Originally published in the New York Dispute Resolution Lawyer Newsletter, Fall 2012, Vol. 5, No. 2 on October 29, 2012
Companies that provide services to consumers have often sought to reduce the risk of class action lawsuits by requiring that their customers agree to arbitrate any disputes. Such arbitration agreements may require customers to arbitrate on an individual basis only, with customers being obligated to waive any rights they might otherwise have to pursue claims through class actions. In recent years, many such arbitration provisions, particularly those that included class action waivers, had been held unenforceable under state law contract doctrine. In April 2011, however, the U.S. Supreme Court held in AT&T Mobility v. Concepcion that the Federal Arbitration Act preempts most state law challenges to class action waivers, including challenges on grounds of unconscionability. How broadly lower courts will interpret the Concepcion decision remains to be seen. For example, on February 1, 2012, the Second Circuit held in In re American Express Merchants’ Litigation that the AT&T decision did not preclude invalidation of an arbitration waiver where the practical effect of enforcement would impede a plaintiff’s ability to vindicate his or her federal statutory rights.
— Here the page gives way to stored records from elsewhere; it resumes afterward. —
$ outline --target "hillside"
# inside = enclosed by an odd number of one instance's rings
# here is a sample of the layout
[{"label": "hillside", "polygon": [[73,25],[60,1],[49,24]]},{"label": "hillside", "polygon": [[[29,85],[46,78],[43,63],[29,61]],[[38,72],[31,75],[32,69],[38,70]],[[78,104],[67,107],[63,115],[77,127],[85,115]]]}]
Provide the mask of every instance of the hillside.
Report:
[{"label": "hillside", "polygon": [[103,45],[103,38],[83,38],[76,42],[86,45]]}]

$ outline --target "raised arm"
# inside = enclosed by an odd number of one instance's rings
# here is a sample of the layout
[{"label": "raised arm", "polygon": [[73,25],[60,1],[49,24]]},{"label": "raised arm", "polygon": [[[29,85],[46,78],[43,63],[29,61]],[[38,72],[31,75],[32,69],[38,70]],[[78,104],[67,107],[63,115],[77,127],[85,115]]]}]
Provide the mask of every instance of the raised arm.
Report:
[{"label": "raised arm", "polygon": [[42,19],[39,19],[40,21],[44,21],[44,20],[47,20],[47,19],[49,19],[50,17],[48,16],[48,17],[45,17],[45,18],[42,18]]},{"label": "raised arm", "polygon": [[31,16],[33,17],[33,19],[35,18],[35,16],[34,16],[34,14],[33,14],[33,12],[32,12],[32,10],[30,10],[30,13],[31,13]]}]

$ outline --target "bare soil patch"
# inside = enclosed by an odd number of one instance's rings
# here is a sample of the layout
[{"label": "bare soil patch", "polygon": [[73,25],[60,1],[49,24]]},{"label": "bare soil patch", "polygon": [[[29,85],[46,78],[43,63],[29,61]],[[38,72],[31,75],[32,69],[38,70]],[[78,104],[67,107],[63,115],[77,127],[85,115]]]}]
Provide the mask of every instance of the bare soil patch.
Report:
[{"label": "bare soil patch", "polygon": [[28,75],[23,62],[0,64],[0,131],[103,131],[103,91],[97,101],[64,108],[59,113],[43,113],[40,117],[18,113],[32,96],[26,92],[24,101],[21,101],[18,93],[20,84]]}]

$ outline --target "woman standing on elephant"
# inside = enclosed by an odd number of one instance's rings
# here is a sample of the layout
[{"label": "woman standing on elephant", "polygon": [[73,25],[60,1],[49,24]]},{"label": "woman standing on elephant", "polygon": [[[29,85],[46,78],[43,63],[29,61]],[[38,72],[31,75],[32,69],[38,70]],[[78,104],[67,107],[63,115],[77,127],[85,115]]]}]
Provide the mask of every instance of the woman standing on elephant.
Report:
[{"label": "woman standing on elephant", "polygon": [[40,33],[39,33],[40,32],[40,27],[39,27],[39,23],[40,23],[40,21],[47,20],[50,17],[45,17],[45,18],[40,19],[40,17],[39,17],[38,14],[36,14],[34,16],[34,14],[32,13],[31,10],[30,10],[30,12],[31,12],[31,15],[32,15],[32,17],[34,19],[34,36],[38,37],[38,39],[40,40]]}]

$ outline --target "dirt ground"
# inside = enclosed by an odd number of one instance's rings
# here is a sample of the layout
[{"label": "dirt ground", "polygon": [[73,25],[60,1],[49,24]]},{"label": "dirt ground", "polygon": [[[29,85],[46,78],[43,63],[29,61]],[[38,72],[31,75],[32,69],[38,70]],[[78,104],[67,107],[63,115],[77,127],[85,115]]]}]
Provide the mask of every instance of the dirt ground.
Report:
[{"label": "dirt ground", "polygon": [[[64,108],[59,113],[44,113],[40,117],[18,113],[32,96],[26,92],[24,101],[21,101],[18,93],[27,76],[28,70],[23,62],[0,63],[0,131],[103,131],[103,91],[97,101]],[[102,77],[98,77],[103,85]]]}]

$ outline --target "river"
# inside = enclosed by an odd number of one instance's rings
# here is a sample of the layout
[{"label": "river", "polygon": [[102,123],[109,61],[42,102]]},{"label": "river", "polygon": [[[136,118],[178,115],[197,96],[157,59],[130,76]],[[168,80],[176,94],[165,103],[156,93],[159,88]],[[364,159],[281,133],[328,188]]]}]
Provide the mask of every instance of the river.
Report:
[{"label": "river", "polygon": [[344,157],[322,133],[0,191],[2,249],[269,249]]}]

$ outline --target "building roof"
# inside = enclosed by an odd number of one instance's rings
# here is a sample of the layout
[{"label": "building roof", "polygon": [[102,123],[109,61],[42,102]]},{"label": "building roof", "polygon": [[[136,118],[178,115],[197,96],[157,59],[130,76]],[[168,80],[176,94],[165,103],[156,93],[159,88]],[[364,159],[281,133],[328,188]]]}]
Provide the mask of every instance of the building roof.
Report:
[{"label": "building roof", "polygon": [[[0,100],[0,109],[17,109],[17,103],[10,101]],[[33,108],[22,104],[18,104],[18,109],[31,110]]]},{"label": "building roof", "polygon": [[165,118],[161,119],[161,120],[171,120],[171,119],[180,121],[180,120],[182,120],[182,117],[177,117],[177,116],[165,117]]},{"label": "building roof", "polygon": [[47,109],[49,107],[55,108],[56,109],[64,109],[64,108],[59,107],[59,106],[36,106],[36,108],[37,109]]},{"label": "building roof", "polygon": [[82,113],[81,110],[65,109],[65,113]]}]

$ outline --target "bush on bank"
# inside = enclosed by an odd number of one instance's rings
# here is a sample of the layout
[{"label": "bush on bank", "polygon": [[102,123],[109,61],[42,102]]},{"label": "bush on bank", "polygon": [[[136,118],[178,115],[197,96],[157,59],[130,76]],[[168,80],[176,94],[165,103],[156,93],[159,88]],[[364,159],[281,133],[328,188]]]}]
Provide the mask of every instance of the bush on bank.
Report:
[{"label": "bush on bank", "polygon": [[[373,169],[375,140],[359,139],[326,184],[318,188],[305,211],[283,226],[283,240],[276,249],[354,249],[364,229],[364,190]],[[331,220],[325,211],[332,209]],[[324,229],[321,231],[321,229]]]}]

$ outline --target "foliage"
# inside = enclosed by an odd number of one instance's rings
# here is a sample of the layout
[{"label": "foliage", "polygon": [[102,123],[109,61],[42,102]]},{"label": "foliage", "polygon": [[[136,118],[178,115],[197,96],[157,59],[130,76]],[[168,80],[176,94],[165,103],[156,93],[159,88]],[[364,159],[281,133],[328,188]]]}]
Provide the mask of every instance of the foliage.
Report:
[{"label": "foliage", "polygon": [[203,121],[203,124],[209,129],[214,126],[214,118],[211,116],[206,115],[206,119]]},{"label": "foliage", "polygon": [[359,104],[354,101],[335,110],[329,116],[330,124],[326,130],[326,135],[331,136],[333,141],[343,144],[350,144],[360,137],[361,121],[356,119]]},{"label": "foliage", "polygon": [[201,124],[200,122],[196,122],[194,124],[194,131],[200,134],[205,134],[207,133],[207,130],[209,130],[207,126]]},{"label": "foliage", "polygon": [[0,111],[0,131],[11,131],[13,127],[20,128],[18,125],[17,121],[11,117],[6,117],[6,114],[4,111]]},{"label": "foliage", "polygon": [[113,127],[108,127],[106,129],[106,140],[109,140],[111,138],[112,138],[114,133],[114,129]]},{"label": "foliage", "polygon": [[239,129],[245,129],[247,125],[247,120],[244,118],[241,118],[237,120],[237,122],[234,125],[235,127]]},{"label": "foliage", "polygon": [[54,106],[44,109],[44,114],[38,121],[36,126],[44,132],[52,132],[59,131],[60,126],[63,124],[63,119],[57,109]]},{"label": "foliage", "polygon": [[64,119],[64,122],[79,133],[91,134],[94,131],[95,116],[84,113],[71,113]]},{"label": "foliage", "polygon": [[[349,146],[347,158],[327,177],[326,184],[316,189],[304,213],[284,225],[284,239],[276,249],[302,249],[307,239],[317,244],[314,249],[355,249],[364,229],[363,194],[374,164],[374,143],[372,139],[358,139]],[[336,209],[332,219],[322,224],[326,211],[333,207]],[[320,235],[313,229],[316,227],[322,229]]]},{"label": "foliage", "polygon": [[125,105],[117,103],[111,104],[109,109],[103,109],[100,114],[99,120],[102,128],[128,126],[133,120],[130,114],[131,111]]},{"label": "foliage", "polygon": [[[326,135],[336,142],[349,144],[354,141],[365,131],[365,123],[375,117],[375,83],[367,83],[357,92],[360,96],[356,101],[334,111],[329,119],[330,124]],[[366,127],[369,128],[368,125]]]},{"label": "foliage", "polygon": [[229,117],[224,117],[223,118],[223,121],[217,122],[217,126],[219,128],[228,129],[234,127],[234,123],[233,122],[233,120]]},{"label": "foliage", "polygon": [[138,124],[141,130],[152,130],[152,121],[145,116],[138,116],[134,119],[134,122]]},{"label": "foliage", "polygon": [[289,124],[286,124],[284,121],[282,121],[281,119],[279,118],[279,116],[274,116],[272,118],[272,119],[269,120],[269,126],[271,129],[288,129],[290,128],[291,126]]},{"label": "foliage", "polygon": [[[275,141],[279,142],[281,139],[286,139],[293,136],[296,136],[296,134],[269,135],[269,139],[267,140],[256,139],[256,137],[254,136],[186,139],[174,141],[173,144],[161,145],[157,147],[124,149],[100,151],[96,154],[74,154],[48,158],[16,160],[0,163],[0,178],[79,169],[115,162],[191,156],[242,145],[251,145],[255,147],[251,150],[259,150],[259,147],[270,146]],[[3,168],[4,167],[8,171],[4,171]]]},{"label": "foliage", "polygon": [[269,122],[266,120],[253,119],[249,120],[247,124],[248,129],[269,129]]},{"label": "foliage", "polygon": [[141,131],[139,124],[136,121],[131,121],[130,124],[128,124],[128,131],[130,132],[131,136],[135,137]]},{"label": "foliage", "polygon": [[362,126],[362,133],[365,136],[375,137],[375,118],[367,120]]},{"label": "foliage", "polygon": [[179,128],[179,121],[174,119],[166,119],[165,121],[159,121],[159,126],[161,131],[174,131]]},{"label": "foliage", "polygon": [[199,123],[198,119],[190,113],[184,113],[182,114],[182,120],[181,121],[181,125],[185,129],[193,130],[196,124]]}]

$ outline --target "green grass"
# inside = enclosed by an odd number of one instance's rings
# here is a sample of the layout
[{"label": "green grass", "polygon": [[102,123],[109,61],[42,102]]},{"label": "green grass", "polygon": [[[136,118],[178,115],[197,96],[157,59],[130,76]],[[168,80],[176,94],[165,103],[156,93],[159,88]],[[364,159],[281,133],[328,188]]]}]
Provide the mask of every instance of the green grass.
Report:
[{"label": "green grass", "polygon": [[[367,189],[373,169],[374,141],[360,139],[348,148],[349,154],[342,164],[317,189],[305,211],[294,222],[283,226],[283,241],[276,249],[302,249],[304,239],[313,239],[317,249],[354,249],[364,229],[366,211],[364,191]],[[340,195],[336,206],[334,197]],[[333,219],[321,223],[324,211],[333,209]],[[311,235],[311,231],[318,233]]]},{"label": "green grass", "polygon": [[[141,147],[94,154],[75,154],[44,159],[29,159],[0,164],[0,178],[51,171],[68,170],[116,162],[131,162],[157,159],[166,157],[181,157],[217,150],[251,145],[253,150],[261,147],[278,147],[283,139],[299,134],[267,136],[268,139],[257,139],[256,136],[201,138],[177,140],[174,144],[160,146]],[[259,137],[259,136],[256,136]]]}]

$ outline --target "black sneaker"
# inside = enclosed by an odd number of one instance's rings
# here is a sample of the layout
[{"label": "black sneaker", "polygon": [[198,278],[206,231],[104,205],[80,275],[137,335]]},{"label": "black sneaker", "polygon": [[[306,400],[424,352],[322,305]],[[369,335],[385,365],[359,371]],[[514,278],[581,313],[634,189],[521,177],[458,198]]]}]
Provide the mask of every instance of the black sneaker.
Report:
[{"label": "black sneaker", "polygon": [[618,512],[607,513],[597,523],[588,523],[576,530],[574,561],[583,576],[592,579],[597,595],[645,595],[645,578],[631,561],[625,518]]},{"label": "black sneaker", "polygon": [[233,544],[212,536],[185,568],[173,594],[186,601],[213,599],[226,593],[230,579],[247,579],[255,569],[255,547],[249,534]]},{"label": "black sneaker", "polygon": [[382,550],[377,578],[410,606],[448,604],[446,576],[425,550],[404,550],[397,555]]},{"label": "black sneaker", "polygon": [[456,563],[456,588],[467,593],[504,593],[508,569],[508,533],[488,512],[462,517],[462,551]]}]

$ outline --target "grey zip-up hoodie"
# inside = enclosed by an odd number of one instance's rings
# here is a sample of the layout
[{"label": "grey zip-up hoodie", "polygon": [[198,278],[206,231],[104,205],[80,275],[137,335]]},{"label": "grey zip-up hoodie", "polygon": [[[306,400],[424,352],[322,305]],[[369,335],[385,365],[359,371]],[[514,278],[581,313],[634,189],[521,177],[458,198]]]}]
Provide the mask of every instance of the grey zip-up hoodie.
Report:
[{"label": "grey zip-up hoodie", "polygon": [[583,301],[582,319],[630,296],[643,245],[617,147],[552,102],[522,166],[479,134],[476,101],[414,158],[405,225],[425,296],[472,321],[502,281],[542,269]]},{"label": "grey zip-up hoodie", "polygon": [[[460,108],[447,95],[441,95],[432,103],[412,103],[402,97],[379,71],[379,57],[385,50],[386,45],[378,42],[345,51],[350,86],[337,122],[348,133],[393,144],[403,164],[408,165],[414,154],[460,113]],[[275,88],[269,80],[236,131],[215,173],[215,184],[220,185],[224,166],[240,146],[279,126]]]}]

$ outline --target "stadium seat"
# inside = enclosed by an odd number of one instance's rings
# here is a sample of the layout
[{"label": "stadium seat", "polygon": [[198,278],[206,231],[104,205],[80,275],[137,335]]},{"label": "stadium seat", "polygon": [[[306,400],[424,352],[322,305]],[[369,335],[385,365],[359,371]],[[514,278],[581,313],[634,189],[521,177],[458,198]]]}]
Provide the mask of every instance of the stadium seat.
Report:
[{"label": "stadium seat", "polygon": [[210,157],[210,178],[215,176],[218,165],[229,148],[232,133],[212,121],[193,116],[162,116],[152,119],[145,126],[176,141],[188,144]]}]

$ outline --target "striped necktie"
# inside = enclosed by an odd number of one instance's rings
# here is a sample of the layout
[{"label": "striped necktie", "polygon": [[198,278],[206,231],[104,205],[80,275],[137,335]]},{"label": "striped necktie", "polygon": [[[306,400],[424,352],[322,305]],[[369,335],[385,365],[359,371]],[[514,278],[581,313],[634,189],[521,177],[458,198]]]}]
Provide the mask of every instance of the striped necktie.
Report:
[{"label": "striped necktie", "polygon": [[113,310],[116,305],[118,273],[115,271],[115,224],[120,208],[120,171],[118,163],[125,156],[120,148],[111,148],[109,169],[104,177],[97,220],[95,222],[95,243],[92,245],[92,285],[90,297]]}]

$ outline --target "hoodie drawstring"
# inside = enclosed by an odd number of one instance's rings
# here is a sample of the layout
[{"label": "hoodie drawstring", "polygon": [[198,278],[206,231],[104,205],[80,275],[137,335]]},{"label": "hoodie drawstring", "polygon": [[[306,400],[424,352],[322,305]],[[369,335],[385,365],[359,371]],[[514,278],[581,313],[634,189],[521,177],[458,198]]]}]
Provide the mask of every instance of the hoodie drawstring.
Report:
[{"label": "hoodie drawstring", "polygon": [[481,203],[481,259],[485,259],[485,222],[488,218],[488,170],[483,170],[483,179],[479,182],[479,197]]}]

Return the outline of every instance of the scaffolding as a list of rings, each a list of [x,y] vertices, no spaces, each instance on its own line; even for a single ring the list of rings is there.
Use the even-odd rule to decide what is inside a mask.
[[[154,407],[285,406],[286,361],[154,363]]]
Nonetheless, in the wake of Concepcion, many companies that provide online products or services to consumers are exploring whether to include an arbitration clause and class action waiver in their online Terms of Service. Moreover, it is increasingly common for business-to-business agreements to be documented based on agreements contained in online Terms of Service. Enforceability of online arbitration agreements is thus likely to be an increasingly important issue both in the commercial and consumer contexts.